The news about pet cat was definitely followed by more cat centered fiction and more people saying they loved cats. When I was young fiction was more dog centered.
A different trend I have noticed lately is people taking dogs into shopping areas where the law saying they can’t and management not doing anything. More people are getting bolder and pushing so that it’s becoming normalized. It started at Home Depot and Lowes and dogs in shopping carts. Now it’s Walmart, and it’s not just little dogs either. And they aren’t only in the carts at HD or Lowes anymore.
Businesses used to worry about bites and lawsuits. Now they seem to not want to be seen as jerks to animals.
Not sure what I think. If we were better at socializing our pets it would be good. Some people aren’t though.
Bobby Thomson
Not all dog preferrers are into toxic masculinity, but people into toxic masculinity are more likely than not to prefer dogs.
swiftfox
Outside of Wilmington and the retirees at the beaches, Delaware is Alabama so the results are surprising.
Fester Addams
@different-church-lady:
I believe that fact was established back in 1972.
Bobby Thomson
@Fester Addams: but see 1984.
Michael Cain
Someone already mentioned the obvious square footage. Eyeballing things, it looks like dogs decline as some sort of “miserable winter weather” measure goes up. Who wants to walk the dog in the cold rain in Seattle? Or the Minnesota/Wisconsin snow and cold?
Luthe
@ChaunceyBaker: Yeah, I’d like to see the data compared to population density to see if there’s a correlation. Of course, that will still be imperfect, since population density can vary wildly between different areas of one state (i.e. New York).
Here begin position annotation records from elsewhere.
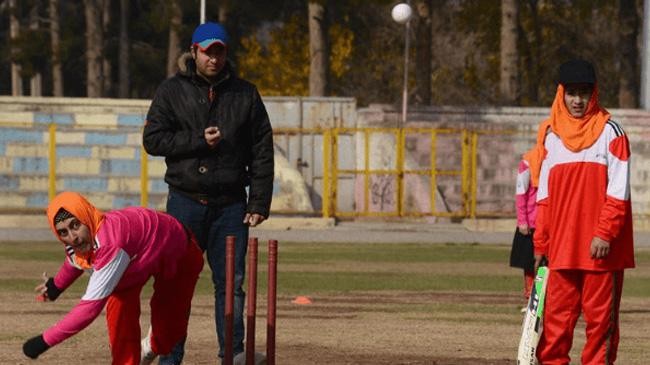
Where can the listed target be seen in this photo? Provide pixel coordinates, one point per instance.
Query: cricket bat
(531, 330)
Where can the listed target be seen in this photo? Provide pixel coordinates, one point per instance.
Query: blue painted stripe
(58, 118)
(73, 151)
(97, 138)
(130, 119)
(30, 164)
(21, 135)
(120, 167)
(37, 200)
(9, 182)
(85, 184)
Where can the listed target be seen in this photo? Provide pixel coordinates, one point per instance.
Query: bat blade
(531, 330)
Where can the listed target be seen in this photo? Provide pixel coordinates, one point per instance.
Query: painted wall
(507, 133)
(99, 150)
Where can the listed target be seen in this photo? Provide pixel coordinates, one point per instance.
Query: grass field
(372, 304)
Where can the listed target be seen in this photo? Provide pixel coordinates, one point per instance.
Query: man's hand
(253, 219)
(212, 136)
(523, 229)
(599, 248)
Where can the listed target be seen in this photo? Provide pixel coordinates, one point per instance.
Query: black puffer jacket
(180, 112)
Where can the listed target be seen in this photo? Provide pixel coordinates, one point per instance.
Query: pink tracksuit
(132, 245)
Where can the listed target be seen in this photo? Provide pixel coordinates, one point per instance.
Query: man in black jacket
(215, 134)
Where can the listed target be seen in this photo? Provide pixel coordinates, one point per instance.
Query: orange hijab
(87, 214)
(576, 133)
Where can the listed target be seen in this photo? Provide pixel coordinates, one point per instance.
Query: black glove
(35, 346)
(52, 291)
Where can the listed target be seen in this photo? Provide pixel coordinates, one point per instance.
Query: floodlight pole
(406, 72)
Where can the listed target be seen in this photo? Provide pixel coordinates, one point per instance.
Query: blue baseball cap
(207, 34)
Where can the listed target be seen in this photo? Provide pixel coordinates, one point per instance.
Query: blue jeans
(211, 225)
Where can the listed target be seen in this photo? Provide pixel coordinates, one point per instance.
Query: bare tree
(318, 49)
(124, 52)
(174, 47)
(509, 77)
(628, 88)
(223, 8)
(14, 30)
(36, 80)
(55, 43)
(107, 84)
(423, 52)
(94, 43)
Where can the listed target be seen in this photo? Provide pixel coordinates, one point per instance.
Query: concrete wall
(99, 148)
(504, 135)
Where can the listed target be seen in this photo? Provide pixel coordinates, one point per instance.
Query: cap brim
(209, 43)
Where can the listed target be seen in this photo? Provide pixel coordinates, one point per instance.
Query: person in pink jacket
(521, 255)
(121, 250)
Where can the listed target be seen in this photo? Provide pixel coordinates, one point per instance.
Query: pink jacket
(525, 197)
(131, 245)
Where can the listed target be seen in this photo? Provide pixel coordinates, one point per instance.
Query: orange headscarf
(87, 214)
(576, 133)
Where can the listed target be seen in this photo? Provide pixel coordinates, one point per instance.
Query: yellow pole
(400, 170)
(433, 181)
(474, 173)
(335, 173)
(465, 172)
(51, 178)
(144, 177)
(327, 159)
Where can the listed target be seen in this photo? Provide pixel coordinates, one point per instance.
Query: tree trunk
(174, 46)
(124, 51)
(94, 42)
(509, 77)
(531, 53)
(36, 81)
(107, 72)
(423, 40)
(628, 88)
(14, 30)
(318, 50)
(57, 73)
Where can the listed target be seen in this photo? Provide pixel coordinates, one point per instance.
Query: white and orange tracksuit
(132, 245)
(584, 194)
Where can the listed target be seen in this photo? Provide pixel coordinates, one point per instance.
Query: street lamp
(402, 14)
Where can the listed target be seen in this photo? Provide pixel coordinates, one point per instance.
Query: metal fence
(349, 172)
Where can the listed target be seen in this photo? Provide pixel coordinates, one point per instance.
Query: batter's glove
(35, 346)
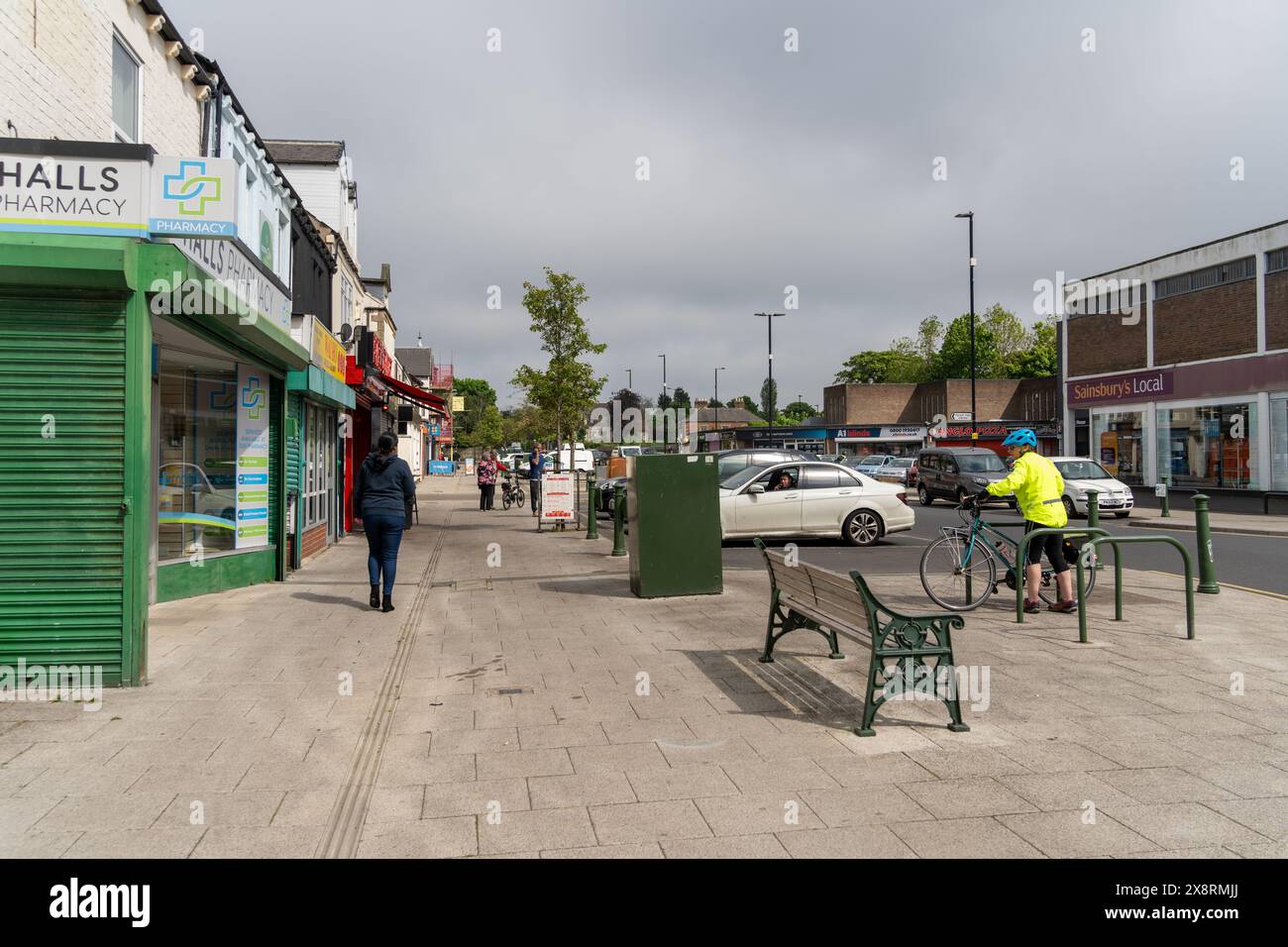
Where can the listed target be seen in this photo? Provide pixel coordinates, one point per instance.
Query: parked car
(728, 464)
(868, 463)
(1083, 474)
(952, 474)
(902, 471)
(820, 500)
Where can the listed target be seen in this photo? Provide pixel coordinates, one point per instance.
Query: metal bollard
(1203, 532)
(618, 522)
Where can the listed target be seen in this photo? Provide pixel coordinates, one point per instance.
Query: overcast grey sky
(768, 167)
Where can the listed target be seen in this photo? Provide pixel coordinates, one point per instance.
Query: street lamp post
(716, 395)
(970, 219)
(769, 321)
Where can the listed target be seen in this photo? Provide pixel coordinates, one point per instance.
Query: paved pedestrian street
(522, 702)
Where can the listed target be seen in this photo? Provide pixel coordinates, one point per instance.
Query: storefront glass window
(1212, 446)
(1119, 444)
(196, 493)
(1279, 442)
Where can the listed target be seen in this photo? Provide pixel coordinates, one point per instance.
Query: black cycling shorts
(1052, 545)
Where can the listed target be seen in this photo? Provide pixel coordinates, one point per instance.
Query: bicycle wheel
(943, 575)
(1048, 591)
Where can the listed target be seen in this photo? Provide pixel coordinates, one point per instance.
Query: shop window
(197, 463)
(1119, 444)
(1210, 446)
(125, 91)
(1279, 442)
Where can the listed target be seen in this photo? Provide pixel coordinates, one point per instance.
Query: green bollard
(618, 522)
(1203, 532)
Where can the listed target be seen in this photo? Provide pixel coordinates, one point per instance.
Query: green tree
(1038, 359)
(953, 359)
(769, 397)
(888, 367)
(568, 388)
(798, 412)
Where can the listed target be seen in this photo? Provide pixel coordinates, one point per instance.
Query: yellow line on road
(1228, 585)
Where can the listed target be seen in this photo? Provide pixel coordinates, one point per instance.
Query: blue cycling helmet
(1024, 437)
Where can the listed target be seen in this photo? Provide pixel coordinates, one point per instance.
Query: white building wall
(55, 75)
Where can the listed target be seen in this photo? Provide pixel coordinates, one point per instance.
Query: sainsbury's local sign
(114, 189)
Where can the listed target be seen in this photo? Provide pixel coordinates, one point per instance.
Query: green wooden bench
(825, 602)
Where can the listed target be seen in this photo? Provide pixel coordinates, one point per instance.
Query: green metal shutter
(62, 482)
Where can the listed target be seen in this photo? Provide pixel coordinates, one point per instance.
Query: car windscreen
(1082, 471)
(979, 463)
(746, 474)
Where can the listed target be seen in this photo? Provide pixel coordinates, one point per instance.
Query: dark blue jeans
(384, 536)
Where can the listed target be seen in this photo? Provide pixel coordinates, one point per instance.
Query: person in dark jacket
(381, 495)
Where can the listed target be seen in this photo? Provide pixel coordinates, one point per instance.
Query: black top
(384, 484)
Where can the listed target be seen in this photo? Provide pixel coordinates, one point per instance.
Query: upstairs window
(125, 91)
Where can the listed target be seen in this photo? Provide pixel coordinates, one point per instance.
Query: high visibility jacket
(1037, 487)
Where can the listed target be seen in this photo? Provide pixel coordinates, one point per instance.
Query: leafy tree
(568, 386)
(883, 368)
(769, 395)
(953, 359)
(1038, 360)
(798, 412)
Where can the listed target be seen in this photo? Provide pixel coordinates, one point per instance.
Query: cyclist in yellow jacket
(1038, 488)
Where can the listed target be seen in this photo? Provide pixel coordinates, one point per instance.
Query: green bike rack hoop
(1085, 560)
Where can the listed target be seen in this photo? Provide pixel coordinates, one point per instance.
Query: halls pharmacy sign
(114, 189)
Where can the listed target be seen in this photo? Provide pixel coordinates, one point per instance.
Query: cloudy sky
(767, 167)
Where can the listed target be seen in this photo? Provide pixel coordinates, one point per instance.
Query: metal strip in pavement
(349, 813)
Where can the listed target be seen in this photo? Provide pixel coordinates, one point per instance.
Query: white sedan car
(811, 499)
(1082, 474)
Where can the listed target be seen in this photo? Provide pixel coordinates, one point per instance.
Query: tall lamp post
(970, 218)
(716, 395)
(769, 321)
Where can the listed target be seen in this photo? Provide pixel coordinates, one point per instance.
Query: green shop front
(142, 415)
(317, 406)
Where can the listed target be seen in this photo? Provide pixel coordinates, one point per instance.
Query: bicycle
(511, 493)
(974, 552)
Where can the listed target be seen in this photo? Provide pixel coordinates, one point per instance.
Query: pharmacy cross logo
(192, 187)
(253, 398)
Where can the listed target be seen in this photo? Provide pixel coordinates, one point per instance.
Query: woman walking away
(487, 480)
(384, 488)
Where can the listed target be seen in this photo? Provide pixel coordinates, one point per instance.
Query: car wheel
(862, 528)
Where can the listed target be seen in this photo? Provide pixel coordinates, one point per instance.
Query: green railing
(1021, 554)
(1085, 560)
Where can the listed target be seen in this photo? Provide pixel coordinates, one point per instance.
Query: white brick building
(56, 64)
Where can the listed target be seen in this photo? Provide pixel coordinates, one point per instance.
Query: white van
(581, 458)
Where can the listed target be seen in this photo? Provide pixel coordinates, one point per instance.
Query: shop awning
(412, 393)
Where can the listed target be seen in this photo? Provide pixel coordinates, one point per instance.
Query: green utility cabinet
(674, 525)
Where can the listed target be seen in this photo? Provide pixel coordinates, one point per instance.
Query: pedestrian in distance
(381, 493)
(1038, 488)
(536, 460)
(485, 475)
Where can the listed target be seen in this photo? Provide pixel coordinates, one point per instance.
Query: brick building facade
(1175, 369)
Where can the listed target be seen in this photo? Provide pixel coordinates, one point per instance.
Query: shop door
(62, 483)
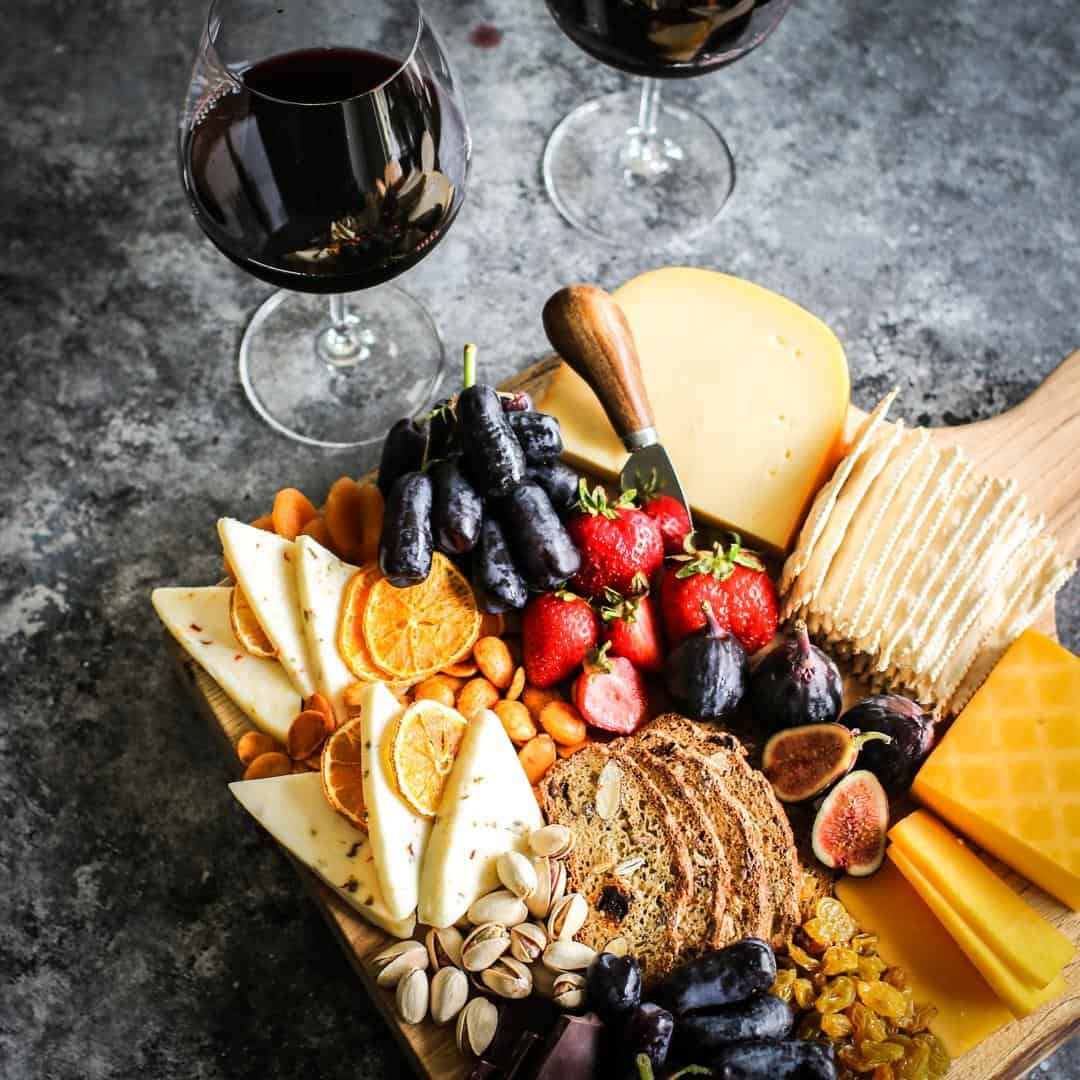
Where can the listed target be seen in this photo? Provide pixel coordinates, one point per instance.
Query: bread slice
(748, 909)
(750, 786)
(702, 925)
(646, 900)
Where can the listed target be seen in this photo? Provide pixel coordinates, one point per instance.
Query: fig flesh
(850, 828)
(910, 731)
(796, 684)
(804, 761)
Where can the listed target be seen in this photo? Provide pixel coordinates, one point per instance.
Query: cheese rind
(265, 568)
(295, 811)
(321, 580)
(399, 835)
(1022, 939)
(912, 937)
(1007, 773)
(199, 620)
(1021, 999)
(750, 393)
(487, 808)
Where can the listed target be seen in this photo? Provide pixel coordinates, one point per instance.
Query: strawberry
(669, 513)
(558, 630)
(732, 581)
(630, 625)
(610, 693)
(616, 540)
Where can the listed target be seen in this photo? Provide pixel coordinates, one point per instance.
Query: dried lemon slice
(421, 754)
(342, 771)
(415, 632)
(351, 642)
(246, 628)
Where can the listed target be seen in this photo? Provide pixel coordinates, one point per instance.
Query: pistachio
(567, 917)
(568, 956)
(552, 841)
(516, 873)
(568, 989)
(476, 1026)
(449, 991)
(608, 791)
(484, 946)
(527, 941)
(509, 979)
(500, 906)
(397, 960)
(444, 947)
(412, 996)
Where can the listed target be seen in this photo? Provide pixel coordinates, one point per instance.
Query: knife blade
(588, 328)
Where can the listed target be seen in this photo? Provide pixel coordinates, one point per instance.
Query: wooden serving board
(1036, 444)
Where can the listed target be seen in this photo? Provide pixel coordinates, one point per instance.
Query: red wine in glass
(288, 176)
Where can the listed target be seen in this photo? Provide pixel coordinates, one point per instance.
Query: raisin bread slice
(703, 919)
(629, 860)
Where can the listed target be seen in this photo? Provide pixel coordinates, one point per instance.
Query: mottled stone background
(907, 171)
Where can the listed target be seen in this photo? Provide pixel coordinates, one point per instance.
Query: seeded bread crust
(750, 786)
(645, 905)
(703, 920)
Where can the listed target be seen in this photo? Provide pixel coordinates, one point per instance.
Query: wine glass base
(624, 186)
(323, 388)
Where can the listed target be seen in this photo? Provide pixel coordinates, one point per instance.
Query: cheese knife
(588, 328)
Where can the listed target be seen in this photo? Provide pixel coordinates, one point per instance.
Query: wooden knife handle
(589, 331)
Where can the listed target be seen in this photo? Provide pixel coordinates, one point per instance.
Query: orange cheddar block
(1018, 998)
(1025, 943)
(910, 937)
(700, 336)
(1008, 772)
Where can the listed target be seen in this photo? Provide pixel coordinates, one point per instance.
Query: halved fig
(804, 761)
(850, 828)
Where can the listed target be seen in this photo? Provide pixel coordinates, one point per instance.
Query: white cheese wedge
(487, 808)
(321, 579)
(399, 835)
(294, 810)
(264, 564)
(199, 620)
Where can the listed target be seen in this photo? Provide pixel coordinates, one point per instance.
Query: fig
(706, 672)
(795, 684)
(851, 824)
(909, 729)
(804, 761)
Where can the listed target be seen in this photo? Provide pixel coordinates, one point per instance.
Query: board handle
(590, 332)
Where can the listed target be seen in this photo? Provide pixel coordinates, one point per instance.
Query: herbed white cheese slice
(265, 567)
(321, 580)
(399, 835)
(295, 811)
(199, 620)
(487, 808)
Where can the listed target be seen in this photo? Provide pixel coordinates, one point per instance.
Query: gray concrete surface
(908, 172)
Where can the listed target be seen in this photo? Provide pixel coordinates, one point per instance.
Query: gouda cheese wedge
(750, 393)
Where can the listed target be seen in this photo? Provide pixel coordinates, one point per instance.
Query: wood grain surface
(1036, 443)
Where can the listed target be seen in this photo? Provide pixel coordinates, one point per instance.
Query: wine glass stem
(646, 154)
(342, 342)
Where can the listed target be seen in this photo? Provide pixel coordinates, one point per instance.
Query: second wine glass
(324, 149)
(629, 167)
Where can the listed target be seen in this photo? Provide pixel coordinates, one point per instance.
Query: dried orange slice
(415, 632)
(351, 642)
(342, 771)
(246, 628)
(424, 745)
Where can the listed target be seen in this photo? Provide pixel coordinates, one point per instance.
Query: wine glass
(324, 148)
(628, 167)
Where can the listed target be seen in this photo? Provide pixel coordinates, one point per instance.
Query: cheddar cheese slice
(750, 393)
(1018, 998)
(1008, 771)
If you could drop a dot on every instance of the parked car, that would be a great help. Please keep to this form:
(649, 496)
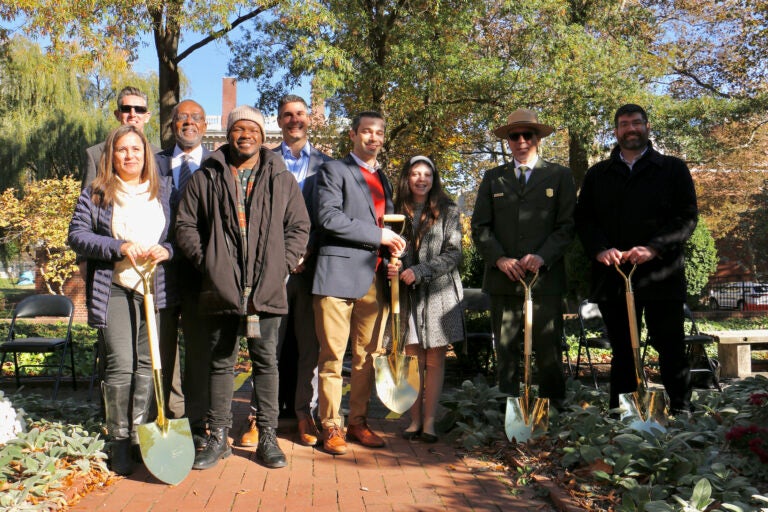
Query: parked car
(744, 296)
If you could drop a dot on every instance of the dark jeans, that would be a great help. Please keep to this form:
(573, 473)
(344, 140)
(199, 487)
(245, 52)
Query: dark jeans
(223, 346)
(197, 357)
(263, 352)
(168, 327)
(664, 320)
(508, 325)
(125, 338)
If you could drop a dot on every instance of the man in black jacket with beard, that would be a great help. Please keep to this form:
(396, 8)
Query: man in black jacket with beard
(243, 224)
(639, 208)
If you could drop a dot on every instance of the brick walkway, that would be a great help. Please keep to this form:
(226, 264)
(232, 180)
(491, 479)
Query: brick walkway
(403, 476)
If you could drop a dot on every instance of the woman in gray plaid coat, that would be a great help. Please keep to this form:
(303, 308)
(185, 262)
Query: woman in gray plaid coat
(433, 287)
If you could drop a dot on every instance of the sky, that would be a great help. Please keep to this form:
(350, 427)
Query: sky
(204, 69)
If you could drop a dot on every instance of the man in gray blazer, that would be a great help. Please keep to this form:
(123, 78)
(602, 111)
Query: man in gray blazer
(131, 109)
(350, 305)
(297, 343)
(180, 162)
(523, 223)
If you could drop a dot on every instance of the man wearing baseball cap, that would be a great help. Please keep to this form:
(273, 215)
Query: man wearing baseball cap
(523, 223)
(243, 223)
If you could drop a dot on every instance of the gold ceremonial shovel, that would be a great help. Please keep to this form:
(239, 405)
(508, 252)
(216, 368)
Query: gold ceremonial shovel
(166, 445)
(645, 409)
(522, 422)
(397, 374)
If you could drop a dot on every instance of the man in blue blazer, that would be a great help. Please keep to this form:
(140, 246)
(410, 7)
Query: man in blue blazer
(297, 344)
(180, 162)
(350, 305)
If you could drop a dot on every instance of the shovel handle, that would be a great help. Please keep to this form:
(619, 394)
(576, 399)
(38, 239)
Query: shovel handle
(527, 338)
(154, 345)
(634, 333)
(395, 218)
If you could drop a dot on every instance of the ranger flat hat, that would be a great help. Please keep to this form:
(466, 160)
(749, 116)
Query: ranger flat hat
(523, 118)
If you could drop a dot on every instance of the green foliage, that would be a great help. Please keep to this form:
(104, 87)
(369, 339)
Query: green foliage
(700, 260)
(472, 268)
(37, 466)
(697, 462)
(475, 413)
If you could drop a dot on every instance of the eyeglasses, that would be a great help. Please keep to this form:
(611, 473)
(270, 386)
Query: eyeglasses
(126, 109)
(516, 136)
(636, 123)
(249, 132)
(184, 116)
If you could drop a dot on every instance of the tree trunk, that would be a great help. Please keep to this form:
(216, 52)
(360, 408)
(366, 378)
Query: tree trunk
(577, 156)
(167, 32)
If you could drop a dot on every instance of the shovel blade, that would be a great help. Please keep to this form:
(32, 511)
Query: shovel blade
(644, 410)
(167, 453)
(522, 424)
(397, 381)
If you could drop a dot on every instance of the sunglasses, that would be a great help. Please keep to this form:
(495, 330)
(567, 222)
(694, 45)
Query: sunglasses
(126, 109)
(516, 136)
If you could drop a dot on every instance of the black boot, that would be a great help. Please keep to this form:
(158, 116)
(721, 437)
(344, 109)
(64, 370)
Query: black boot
(142, 410)
(269, 452)
(116, 400)
(216, 447)
(199, 438)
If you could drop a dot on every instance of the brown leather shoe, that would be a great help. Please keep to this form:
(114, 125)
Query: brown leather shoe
(334, 442)
(251, 436)
(308, 433)
(363, 434)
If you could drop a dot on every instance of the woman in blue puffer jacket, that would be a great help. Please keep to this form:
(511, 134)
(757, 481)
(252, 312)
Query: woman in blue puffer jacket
(122, 219)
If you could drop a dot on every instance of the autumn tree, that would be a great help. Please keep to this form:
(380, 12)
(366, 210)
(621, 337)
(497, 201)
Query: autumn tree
(50, 109)
(111, 26)
(44, 121)
(38, 223)
(716, 88)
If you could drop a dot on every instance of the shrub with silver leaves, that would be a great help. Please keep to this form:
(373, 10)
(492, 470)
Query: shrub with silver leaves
(11, 421)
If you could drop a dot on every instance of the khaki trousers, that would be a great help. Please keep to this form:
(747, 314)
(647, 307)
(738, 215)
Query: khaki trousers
(360, 322)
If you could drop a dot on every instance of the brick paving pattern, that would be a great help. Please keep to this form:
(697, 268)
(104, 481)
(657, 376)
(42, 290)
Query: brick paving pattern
(403, 476)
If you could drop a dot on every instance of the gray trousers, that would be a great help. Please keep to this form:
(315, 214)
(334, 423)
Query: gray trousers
(125, 338)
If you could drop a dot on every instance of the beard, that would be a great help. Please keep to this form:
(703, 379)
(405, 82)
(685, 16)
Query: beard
(640, 141)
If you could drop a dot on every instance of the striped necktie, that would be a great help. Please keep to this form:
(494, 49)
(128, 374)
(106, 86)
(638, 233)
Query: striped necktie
(184, 172)
(521, 178)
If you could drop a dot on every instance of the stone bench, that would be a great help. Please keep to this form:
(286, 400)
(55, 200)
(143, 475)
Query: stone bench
(734, 350)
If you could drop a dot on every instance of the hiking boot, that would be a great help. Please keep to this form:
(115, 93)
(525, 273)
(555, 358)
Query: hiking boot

I’m kinda curious what’s up with New Jersey (highest population density of any state!), but as there are a lot more suburban and rural areas there then most people think, it could just be suburbanites love their dogs.
Just Chuck
@Gvg:
Bringing them shopping sounds like a pretty good way to socialize them, no? If someone brings an obnoxious dog, they should be booted out as quickly as a shouty disruptive person. Still, I can’t imagine the sound of barking doing anything to make the ambience of an average Walmart any _worse_.